Saturday, July 28, 2012

More Jobs for Less


A PUZZLE: since last quarter, 181,000 more Brits are in work, but output is down 0.7%. What are these people doing, you might ask. The caveats are that the quarterly employment figures are from March to May, while GDP is measured April to June - and subject to revisions. But the enigma remains. Why, to put it crudely, are we consistently having more jobs and less stuff being produced?
The employment figures are convenient for the Chancellor George Osborne, who can wheel around to different television studios and say, "Nearly 400,000 more are in jobs since we came into office." But all the while, the economy has shrunk by 0.3% since May 2010.
There are three responses to this:
(1) Growth is being underestimated in the statistics.
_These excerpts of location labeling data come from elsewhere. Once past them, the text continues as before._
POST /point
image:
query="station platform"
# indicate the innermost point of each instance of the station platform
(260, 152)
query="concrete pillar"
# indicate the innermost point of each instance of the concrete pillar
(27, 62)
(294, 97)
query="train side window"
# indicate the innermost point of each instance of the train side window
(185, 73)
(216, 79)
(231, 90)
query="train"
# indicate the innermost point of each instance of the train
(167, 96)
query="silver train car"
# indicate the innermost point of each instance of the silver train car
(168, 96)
The Office of National Statistics (ONS) constantly revises its forecasts. At the start of the downturn, Q2 2008 GDP growth was first estimated to be 0.2%; the estimate is now -1.3%, a considerable quarterly plunge. Had policymakers known this at the time, they might have responded differently. This means we might see this quarter's growth revised up in future. The average absolute revision since Q1 2005 has been 0.4%, which means commentators could currently be arguing over the head of a pin. Nonetheless, the gap between GDP and jobs cannot be wholly explained by systemic underestimation.